Analysis: The termination clause permitted termination by the appellant only on three consecutive defaults in payment of license fee. The record did not show any such default, and the notice of termination did not rest on that foundation. The Court held that alleged loss of revenue from non-installation of the diesel generator could not, at this stage, be treated as non-payment of license fee for the purpose of the termination clause.

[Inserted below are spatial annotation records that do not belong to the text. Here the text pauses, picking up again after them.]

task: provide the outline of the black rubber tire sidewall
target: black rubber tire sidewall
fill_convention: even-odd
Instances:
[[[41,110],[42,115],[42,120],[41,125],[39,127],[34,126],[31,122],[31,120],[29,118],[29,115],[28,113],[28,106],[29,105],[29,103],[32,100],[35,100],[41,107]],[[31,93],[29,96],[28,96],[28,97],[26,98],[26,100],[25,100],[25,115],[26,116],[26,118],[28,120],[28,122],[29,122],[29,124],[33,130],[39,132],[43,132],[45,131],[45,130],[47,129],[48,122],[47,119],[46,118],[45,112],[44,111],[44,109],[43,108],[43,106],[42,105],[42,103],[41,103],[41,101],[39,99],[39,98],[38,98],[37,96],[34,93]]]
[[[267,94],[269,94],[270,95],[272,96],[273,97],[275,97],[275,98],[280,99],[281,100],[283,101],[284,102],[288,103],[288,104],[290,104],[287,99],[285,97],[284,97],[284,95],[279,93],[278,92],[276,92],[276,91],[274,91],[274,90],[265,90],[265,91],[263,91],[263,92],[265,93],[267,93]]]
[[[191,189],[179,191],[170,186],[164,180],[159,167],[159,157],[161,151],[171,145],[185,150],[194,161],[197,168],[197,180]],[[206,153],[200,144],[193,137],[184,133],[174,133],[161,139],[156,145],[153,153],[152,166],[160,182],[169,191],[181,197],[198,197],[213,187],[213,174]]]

It further held that the contract contained a restricted termination provision amounting to a negative covenant, so the agreement could not be treated as determinable in its nature for the purposes of Section 14(1)(c) of the Specific Relief Act, 1963. The Court also accepted that the respondent's investment and business goodwill made damages an inadequate substitute and that the case fell within the equitable protection contemplated by Sections 14 and 42 of the Specific Relief Act, 1963.
Conclusion: The interim injunction was upheld and the appellant's challenge failed.
Final Conclusion: The appeal did not warrant interference because the respondent had established a prima facie entitlement to protect its possession under the restricted termination clause, and the Arbitrator's discretionary order was not shown to be arbitrary, capricious, or perverse.
Ratio Decidendi: Where termination of a contract is contractually restricted to specified defaults, the agreement is not determinable in a manner that bars interim injunctive relief, and a negative covenant may be enforced to preserve the status quo pending adjudication.